Just for fun, raise your hand if you’ve honestly read (and understood) every single “boilerplate” agreement/release/document that you’ve been asked to sign. I’ve got a sneaking suspicion that the majority of you did not raise your hand.
Here’s an example worth mentioning – the “HIPPA Release” that your doctor’s office has you sign prior to your appointment. The Health Insurance Portability and Accountability Act (“HIPPA”), sponsored by Senator Edward Kennedy and Senator Nancy Kassebaum in 1996, was originally created to protect workers in regards to their health insurance coverage when they changed or lost their jobs. Additional rules have since been promulgated and, the particular rules I am referring to in this article are the HIPPA privacy rules. Under HIPAA, health care professionals are prohibited from discussing your physical or mental conditions with anyone, including your spouse, children or other family members, unless you have specifically and in writing authorized the health professionals to do so.
As I always try to reiterate, estate planning is not only about what happens after you die, it is also about what happens if you become mentally and/or physically unable to handle your own affairs. While medical science and health care are making huge advances with the quality of care allowing us to live longer and healthier lives, accidents happen. Someone at any age could be become suddenly incapacitated. If one of these events happens to you or a close family member, it is generally too late to create the required estate planning documents or make changes to existing ones. Instead, your family and friends will be required to appear in court to appoint a guardian or a conservator (and maybe not the person you would have chosen for yourself) to oversee your affairs. Guardianships are usually an expensive, intrusive and uncomfortable ordeal for families.
So then, what should you do, to protect yourself and ensure that your wishes will be honored in life as well as death?

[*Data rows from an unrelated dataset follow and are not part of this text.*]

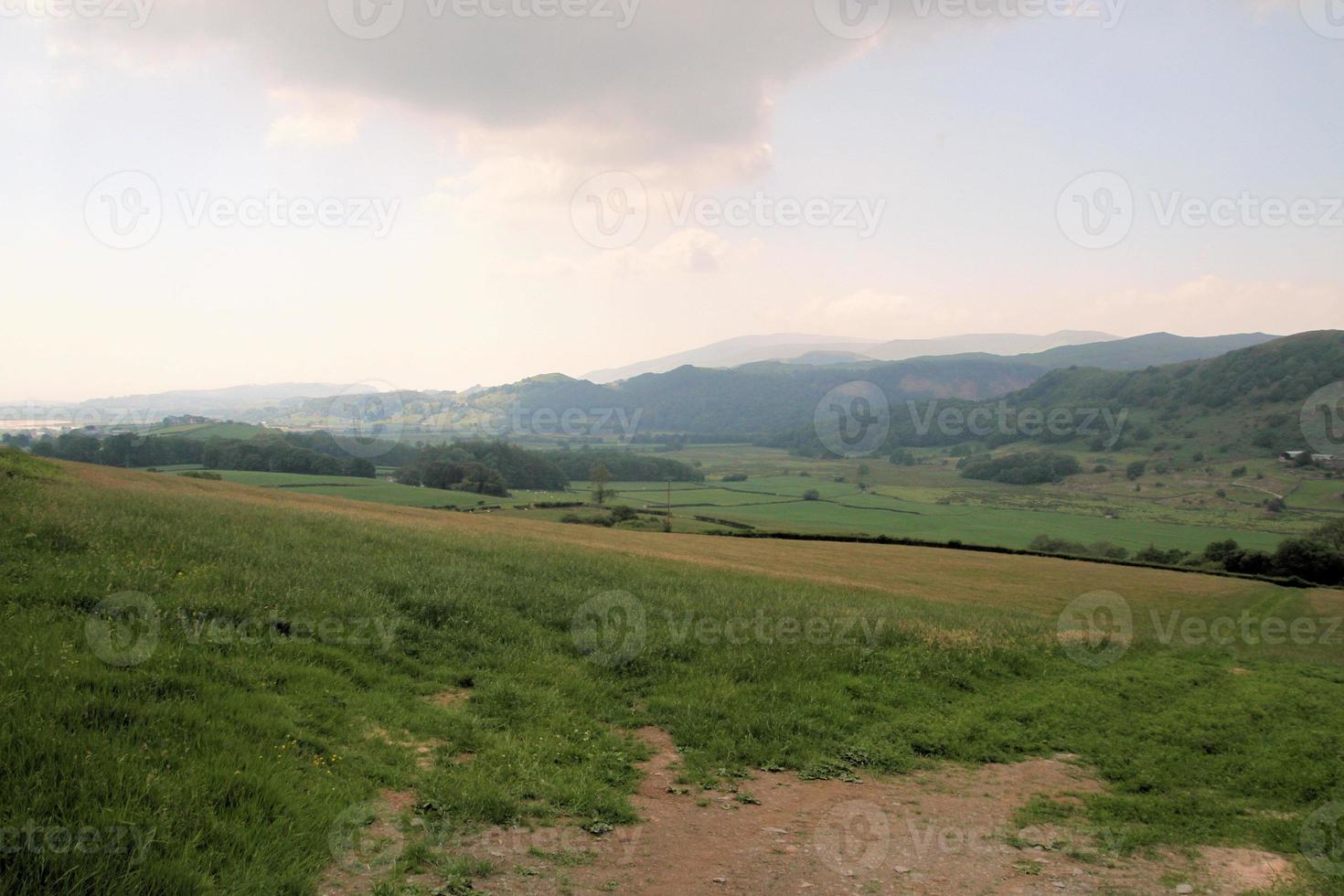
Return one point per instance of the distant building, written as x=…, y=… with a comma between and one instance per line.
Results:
x=1323, y=460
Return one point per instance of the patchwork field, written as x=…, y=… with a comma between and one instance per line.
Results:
x=268, y=690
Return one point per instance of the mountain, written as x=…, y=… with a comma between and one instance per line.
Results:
x=1281, y=395
x=1147, y=351
x=749, y=349
x=731, y=352
x=983, y=344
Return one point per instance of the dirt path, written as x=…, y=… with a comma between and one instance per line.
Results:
x=945, y=832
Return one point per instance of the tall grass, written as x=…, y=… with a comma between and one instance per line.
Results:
x=297, y=650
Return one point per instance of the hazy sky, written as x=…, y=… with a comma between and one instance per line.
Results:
x=433, y=194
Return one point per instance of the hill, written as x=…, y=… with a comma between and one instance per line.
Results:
x=1146, y=351
x=377, y=678
x=1249, y=402
x=749, y=349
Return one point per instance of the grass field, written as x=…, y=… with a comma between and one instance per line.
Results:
x=215, y=667
x=382, y=492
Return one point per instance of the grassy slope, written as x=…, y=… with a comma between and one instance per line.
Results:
x=240, y=755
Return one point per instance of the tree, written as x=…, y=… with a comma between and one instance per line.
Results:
x=600, y=475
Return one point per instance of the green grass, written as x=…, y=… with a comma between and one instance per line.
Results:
x=240, y=753
x=203, y=432
x=380, y=492
x=774, y=503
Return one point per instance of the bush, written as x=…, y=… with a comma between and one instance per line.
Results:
x=1029, y=468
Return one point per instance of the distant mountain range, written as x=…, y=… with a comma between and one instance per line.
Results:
x=829, y=349
x=752, y=400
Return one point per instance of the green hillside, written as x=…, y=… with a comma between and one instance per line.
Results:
x=233, y=676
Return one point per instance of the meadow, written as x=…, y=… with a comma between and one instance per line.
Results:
x=229, y=670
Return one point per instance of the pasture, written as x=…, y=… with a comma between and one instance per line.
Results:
x=234, y=672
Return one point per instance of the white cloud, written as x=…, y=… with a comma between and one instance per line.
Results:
x=687, y=80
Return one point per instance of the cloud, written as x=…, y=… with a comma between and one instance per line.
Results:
x=683, y=80
x=1210, y=305
x=315, y=120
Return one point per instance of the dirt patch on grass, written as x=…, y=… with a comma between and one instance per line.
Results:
x=1240, y=870
x=943, y=832
x=422, y=750
x=449, y=699
x=366, y=841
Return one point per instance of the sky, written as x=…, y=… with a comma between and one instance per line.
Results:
x=437, y=194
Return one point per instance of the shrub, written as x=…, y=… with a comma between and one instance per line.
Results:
x=1029, y=468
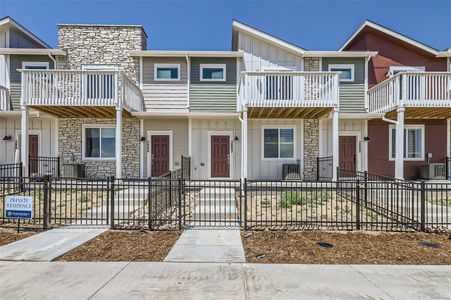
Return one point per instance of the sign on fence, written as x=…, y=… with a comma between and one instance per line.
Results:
x=18, y=207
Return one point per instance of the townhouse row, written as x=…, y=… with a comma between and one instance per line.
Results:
x=104, y=102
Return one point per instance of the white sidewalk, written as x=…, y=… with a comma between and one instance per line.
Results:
x=141, y=280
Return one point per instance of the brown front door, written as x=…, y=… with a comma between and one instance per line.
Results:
x=220, y=155
x=160, y=154
x=347, y=152
x=33, y=148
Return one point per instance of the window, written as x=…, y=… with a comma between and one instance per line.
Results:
x=211, y=72
x=347, y=72
x=167, y=72
x=278, y=143
x=99, y=142
x=413, y=142
x=35, y=65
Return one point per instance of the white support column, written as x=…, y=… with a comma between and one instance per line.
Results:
x=24, y=140
x=335, y=146
x=399, y=153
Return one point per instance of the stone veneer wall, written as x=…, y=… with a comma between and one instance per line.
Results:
x=70, y=145
x=311, y=131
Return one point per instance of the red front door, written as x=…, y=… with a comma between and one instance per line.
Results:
x=160, y=154
x=220, y=155
x=348, y=152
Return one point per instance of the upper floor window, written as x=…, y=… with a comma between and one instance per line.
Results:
x=165, y=72
x=346, y=71
x=212, y=72
x=35, y=65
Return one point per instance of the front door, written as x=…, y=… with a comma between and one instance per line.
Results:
x=220, y=156
x=348, y=152
x=159, y=154
x=33, y=148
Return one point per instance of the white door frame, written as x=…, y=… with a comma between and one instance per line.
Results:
x=358, y=142
x=150, y=133
x=231, y=154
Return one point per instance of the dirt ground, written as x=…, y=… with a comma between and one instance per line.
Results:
x=119, y=245
x=300, y=247
x=9, y=235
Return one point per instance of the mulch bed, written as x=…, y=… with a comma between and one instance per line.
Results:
x=300, y=247
x=9, y=235
x=118, y=245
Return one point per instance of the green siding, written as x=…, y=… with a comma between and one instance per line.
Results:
x=15, y=77
x=213, y=96
x=352, y=94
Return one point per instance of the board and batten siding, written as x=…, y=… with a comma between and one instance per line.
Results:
x=15, y=63
x=164, y=95
x=352, y=94
x=215, y=96
x=259, y=55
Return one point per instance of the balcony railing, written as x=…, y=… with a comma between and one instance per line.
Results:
x=289, y=89
x=5, y=100
x=80, y=88
x=422, y=89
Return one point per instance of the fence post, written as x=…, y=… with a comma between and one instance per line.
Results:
x=180, y=182
x=46, y=201
x=423, y=206
x=113, y=185
x=357, y=204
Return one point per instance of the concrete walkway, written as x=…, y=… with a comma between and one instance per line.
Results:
x=140, y=280
x=48, y=245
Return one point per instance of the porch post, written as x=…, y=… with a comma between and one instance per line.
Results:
x=118, y=142
x=24, y=139
x=335, y=146
x=399, y=154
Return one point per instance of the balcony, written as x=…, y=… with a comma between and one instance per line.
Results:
x=423, y=95
x=5, y=100
x=76, y=93
x=289, y=94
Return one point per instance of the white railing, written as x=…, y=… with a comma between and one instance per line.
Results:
x=5, y=99
x=422, y=89
x=289, y=89
x=80, y=88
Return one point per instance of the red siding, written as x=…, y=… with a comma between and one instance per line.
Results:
x=378, y=150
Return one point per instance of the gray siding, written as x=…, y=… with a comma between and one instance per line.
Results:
x=15, y=77
x=352, y=94
x=213, y=96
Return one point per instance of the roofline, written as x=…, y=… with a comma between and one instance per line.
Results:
x=181, y=53
x=390, y=32
x=30, y=34
x=32, y=51
x=268, y=37
x=340, y=53
x=105, y=25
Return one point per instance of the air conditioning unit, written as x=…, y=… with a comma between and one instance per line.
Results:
x=291, y=171
x=433, y=171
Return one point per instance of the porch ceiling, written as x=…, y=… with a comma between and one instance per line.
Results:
x=423, y=113
x=288, y=112
x=81, y=111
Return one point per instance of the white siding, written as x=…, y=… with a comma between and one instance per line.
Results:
x=200, y=129
x=11, y=127
x=260, y=55
x=264, y=169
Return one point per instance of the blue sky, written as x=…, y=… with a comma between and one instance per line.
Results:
x=206, y=25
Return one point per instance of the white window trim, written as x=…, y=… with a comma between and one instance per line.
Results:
x=262, y=145
x=83, y=142
x=35, y=64
x=205, y=66
x=156, y=66
x=343, y=66
x=391, y=127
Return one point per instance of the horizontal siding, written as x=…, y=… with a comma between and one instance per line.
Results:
x=213, y=97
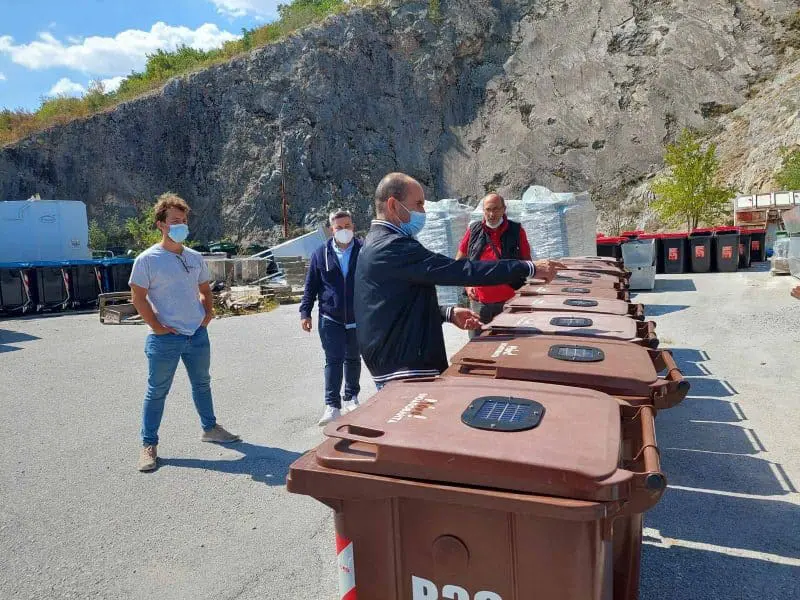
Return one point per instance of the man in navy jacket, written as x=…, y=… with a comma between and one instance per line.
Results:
x=399, y=317
x=330, y=279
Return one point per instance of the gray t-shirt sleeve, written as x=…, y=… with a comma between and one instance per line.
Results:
x=204, y=274
x=140, y=274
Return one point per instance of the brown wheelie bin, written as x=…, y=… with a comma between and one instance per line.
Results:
x=536, y=289
x=627, y=371
x=464, y=488
x=523, y=304
x=597, y=267
x=621, y=369
x=606, y=260
x=586, y=278
x=601, y=326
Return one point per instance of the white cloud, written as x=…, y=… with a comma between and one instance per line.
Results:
x=112, y=84
x=111, y=56
x=240, y=8
x=66, y=87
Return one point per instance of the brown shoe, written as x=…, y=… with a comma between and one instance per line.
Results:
x=219, y=435
x=148, y=458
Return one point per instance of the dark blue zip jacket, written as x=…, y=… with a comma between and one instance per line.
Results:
x=326, y=283
x=399, y=318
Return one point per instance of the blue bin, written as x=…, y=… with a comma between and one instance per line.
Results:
x=49, y=285
x=84, y=281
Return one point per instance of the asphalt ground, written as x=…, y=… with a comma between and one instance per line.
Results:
x=78, y=521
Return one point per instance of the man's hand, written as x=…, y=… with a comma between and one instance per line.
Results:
x=161, y=330
x=547, y=269
x=464, y=318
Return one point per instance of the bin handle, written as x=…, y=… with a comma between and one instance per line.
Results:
x=647, y=331
x=637, y=311
x=354, y=433
x=675, y=387
x=650, y=483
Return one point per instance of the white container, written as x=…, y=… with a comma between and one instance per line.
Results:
x=791, y=220
x=780, y=257
x=447, y=222
x=764, y=200
x=43, y=230
x=639, y=253
x=783, y=199
x=642, y=277
x=794, y=255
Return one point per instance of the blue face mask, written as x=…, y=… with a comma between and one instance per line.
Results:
x=415, y=224
x=178, y=233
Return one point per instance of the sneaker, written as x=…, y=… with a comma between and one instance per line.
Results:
x=219, y=435
x=148, y=458
x=331, y=413
x=350, y=405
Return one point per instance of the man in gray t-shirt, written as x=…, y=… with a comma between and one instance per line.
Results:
x=170, y=289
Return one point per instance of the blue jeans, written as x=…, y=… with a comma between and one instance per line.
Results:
x=164, y=352
x=341, y=358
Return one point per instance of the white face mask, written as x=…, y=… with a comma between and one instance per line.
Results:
x=496, y=225
x=343, y=236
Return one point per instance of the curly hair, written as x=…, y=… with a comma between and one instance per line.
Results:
x=167, y=201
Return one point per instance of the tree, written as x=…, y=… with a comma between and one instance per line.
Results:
x=98, y=240
x=788, y=176
x=142, y=229
x=689, y=194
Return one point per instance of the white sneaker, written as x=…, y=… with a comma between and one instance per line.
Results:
x=350, y=405
x=329, y=415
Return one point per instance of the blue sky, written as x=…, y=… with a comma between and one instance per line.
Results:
x=50, y=47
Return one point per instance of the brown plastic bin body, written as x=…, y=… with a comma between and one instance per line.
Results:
x=622, y=369
x=597, y=325
x=522, y=304
x=437, y=508
x=571, y=289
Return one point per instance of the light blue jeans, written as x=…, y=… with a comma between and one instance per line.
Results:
x=164, y=352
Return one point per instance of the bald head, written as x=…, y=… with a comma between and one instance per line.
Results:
x=403, y=189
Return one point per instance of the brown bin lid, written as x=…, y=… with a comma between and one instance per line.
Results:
x=597, y=267
x=564, y=323
x=592, y=276
x=593, y=259
x=418, y=429
x=568, y=304
x=570, y=289
x=583, y=279
x=611, y=366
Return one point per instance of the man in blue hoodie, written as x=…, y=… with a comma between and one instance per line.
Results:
x=330, y=279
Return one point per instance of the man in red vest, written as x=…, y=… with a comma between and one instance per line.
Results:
x=492, y=239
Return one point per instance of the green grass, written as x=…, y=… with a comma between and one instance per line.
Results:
x=162, y=66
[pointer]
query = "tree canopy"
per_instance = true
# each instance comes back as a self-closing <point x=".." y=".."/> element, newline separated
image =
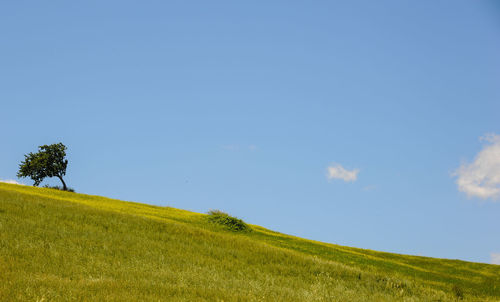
<point x="49" y="161"/>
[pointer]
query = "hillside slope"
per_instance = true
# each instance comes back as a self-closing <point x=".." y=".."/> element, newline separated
<point x="61" y="246"/>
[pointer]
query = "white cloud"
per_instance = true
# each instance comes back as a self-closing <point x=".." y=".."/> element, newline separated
<point x="11" y="181"/>
<point x="370" y="188"/>
<point x="481" y="178"/>
<point x="336" y="171"/>
<point x="495" y="258"/>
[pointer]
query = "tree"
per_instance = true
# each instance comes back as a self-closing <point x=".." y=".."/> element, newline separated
<point x="47" y="162"/>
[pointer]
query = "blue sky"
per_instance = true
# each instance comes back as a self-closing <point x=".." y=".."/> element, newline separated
<point x="351" y="122"/>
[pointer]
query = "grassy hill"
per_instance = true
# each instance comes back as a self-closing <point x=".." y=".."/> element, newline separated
<point x="61" y="246"/>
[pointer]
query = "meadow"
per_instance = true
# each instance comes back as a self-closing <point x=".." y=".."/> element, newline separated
<point x="62" y="246"/>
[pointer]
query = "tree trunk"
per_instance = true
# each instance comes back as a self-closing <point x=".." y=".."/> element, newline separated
<point x="64" y="184"/>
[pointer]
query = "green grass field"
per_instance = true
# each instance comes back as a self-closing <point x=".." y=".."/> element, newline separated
<point x="61" y="246"/>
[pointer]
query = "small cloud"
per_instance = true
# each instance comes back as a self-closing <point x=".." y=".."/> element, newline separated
<point x="481" y="178"/>
<point x="231" y="147"/>
<point x="11" y="181"/>
<point x="336" y="171"/>
<point x="495" y="258"/>
<point x="369" y="188"/>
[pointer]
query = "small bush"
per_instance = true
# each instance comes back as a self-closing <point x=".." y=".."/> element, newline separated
<point x="458" y="292"/>
<point x="231" y="223"/>
<point x="59" y="188"/>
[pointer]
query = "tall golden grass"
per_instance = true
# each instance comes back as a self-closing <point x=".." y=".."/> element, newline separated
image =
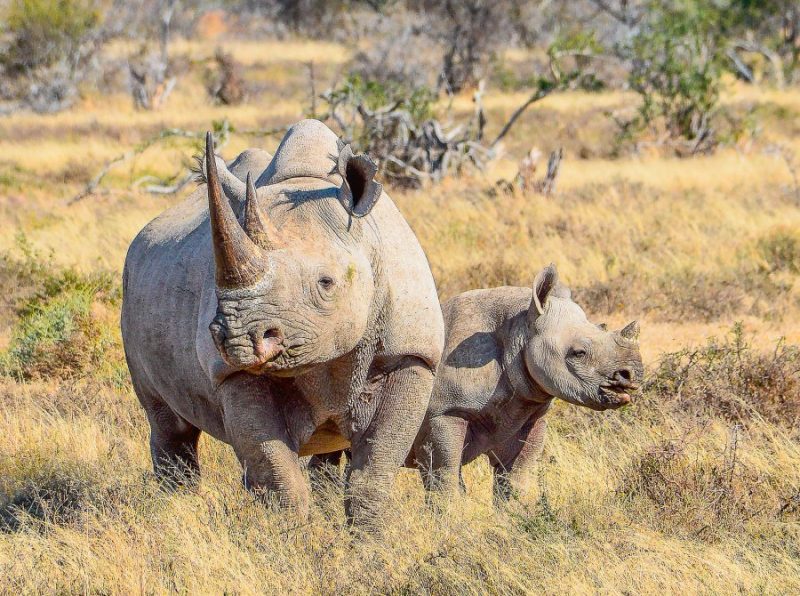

Advanced Medical Directives are instructions specifying what actions should be taken for your health in the event that you are no longer able to make those decisions due to illness or incapacity. A “Living Will” is one form of an Advanced Health Care Directive. It records your wishes regarding various types of medical treatments, such as resuscitation, life support, artificial feedings and organ donation. A “Medical Power of Attorney” (also known as a “Health Care Proxy”) names the specific individual(s) you appoint to make the aforementioned medical decisions on your behalf – again, if and only if, you become unable to do so. I encourage my clients to have both documents in place to provide the most comprehensive guidance and spare family members (who may or may not agree on what to do) from having to make end-of-life decisions for you.
In addition, I also recommend that my clients sign a complementary HIPAA Release. Many times clients would like to allow friends, additional relatives and/or financial and legal advisors to receive medical information. Without this authorization, the person you name in your advanced medical directive or health care proxy may be able to make medicals decisions, but the health professionals will be prohibited from sharing your medical information with these persons.
On a Personal Note…I lost my dear sister, Anita, almost 6 years ago after a lengthy illness which included a diagnosis of persisted vegetative state. My wife and I would go to the hospital every day to be with her and, after many months, it became very apparent that care can wane and health care professionals, despite their best intentions, become less attentive and less available. However, the doctors and other health care professionals were also available to talk with us, to discuss her situation and give us their best advice because I was her named health care proxy and both my wife and I were specifically authorized to receive medical information.
I have had my own children, age 20 and 22, both sign advance medical directives and HIPAA Releases. I strongly urge all of my clients’ children to do so as well.
Remember, the best estate plan takes into account your wishes not only in death, but also in the event that you are unable to make financial and health decisions while you are still alive. In fact, I’d argue that the many “non-tax” reasons to do estate planning, are equally, if not more important than the tax reasons to do estate planning. Failure to properly plan for both is to resort to the court system, a costly, instructive and lengthy process.